It’s not “fanac”, it’s makers: The changing demarcations of “professional”

I didn’t know what “fanac” meant until just a few months ago. It’s one of those not-quite-an-acronym terms for “Fan Activity”. Which in itself contains another one of the same type of shortenings – so it should be “Fanatic Activity”.

When I first ran into the term, an older author was using it.  I thought that maybe the term sounded a little dismissive.

I quickly learned that author meant for it to sound that way.

For this author, the very framing of the term implies a structure and heirarchy, with “fanac” at the bottom and “proac” (I guess?) at the top. The term “fanac” carried with it the sneering down-proboscis tone of “amateur”. It’s the same kind of division that reignites perennial classics about what it means to be a “professional” author… except that when I heard it, “fanac” was used to belittle a small publisher because they didn’t meet the speaker’s ideas of what “professional” means. It was a completely dismissive slam, presumptively assuming that publisher would never be worth a real author’s time.

And it stung a bit – because they were describing a small publisher that could have been me just a year or two ago.

It doesn’t take a whole lot of reading in this blog to know the degree of loathing I have for opportunistic scams run by so-called publishers. It also doesn’t take a whole lot of reading to know that scams (and publishers preying on authors) exist at all levels of publishing. It’s important to me that authors know how to avoid the scammers.

I think I understand where the down-nose sneering comes from. At one time, Yog’s law (“Money flows toward the author”) was the single largest indicator of reputableness. But that’s no longer the case. Cthugha’s Correlary (“Value flows toward the author”) can better encompass the shifting, murky, and individual paths to success for today’s writers.

The disconnect between Yog’s Law and Cthugha’s Correlary sums up the last decade in writing and publishing.

In general, the value that authors get from their publisher is money.

But neither advances or the size of the publisher guarantees that the publisher is going to treat the author (or the work) well.

Conversely, a publisher that is dismissed as “fanac” might instead be a maker. They might not have a fancy New York address or bottomless pocketbooks… but they’re someone who will do everything they can1 to treat the author and the work well.

I have been using crowdfunding a lot more lately, because I do want to offer authors up-front payments for their stories. And I do pay attention to the bottom line, choosing projects and anthologies that I think will do well.

But it’s even more important that they’re projects and stories that I’m proud to publish, while respecting and taking care of the authors behind the stories.
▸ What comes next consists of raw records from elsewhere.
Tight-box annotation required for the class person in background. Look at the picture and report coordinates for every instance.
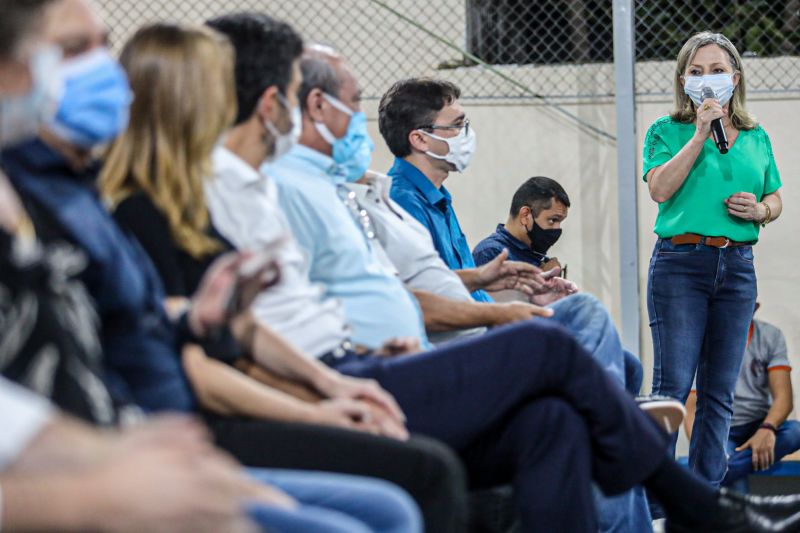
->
[643,31,783,489]
[100,20,464,533]
[473,176,569,272]
[684,304,800,485]
[471,176,645,398]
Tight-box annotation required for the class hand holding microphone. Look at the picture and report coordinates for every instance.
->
[696,87,728,154]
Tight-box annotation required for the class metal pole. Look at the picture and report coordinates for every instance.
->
[612,0,641,353]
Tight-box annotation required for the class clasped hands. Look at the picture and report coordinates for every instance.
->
[476,248,578,305]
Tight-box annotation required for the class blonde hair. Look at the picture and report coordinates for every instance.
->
[101,23,236,258]
[670,31,756,130]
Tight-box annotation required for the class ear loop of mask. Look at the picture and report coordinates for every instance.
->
[314,92,353,145]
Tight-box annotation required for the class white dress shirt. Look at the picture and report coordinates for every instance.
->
[345,174,487,344]
[0,376,53,470]
[205,147,350,359]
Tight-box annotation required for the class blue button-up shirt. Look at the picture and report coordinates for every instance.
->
[472,224,547,267]
[1,139,194,413]
[388,158,492,302]
[265,146,430,349]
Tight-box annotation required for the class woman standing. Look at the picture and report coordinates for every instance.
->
[644,31,782,486]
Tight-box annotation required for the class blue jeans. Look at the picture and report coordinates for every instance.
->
[648,238,757,485]
[547,293,652,532]
[624,349,644,395]
[723,420,800,485]
[547,293,626,387]
[246,469,422,533]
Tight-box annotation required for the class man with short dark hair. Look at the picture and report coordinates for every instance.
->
[474,176,571,269]
[379,79,488,300]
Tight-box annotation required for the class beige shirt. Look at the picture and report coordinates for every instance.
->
[345,174,486,345]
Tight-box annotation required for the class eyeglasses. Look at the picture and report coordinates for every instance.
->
[417,118,470,136]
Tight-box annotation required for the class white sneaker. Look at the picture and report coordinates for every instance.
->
[636,395,685,433]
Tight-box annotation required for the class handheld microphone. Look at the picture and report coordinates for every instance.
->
[701,86,728,154]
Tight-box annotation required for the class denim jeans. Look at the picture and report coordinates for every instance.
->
[723,419,800,485]
[246,468,422,533]
[624,349,644,395]
[547,293,626,387]
[648,238,757,485]
[547,293,652,533]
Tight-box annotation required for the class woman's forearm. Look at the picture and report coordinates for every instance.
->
[648,134,706,203]
[181,344,321,423]
[762,191,782,223]
[228,312,341,395]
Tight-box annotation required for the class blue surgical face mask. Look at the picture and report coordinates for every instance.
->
[0,46,62,148]
[683,73,735,107]
[48,47,133,148]
[313,93,374,182]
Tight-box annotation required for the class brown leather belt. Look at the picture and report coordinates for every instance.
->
[670,233,753,248]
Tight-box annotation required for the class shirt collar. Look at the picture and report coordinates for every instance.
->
[280,144,345,184]
[388,158,450,207]
[496,224,530,252]
[212,146,263,188]
[349,172,393,203]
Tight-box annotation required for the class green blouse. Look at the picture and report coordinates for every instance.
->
[642,116,781,242]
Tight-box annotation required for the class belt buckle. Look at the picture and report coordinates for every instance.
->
[720,238,730,249]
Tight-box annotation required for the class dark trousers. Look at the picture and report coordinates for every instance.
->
[205,415,467,533]
[330,320,669,533]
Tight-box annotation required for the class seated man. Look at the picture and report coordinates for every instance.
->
[271,48,664,533]
[473,175,569,271]
[685,304,800,486]
[472,175,644,396]
[209,35,800,531]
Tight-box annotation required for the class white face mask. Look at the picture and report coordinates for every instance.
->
[419,126,477,173]
[314,92,352,144]
[683,73,735,107]
[264,94,302,162]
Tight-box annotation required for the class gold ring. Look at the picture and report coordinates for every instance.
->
[702,104,709,110]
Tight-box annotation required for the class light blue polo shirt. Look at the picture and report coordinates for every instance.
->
[264,145,430,349]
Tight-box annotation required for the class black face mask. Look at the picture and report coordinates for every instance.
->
[526,221,562,255]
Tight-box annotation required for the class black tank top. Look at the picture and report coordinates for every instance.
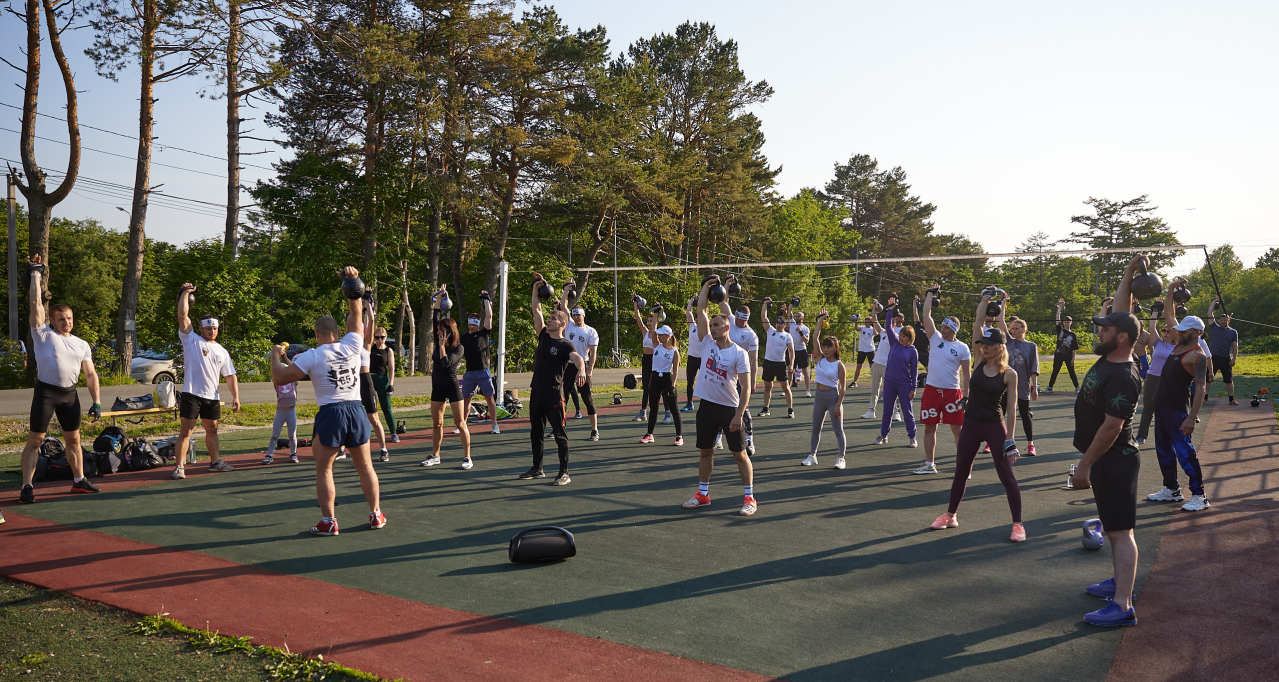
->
[369,346,392,375]
[966,363,1007,424]
[1155,349,1193,413]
I think that attitude – along with the desire to constantly learn and improve – is a better distinction between whether someone is worth your time than whether or not they’re just in it for the benjamins.

And I will greet as peers all publishers (and author-publishers) who have that same mentality, whether someone else calls you “fanac” or not.

1While ignorance and inexperience can be bad as well, if the publisher actually means well, they’re also fixable. Ignorance is curable.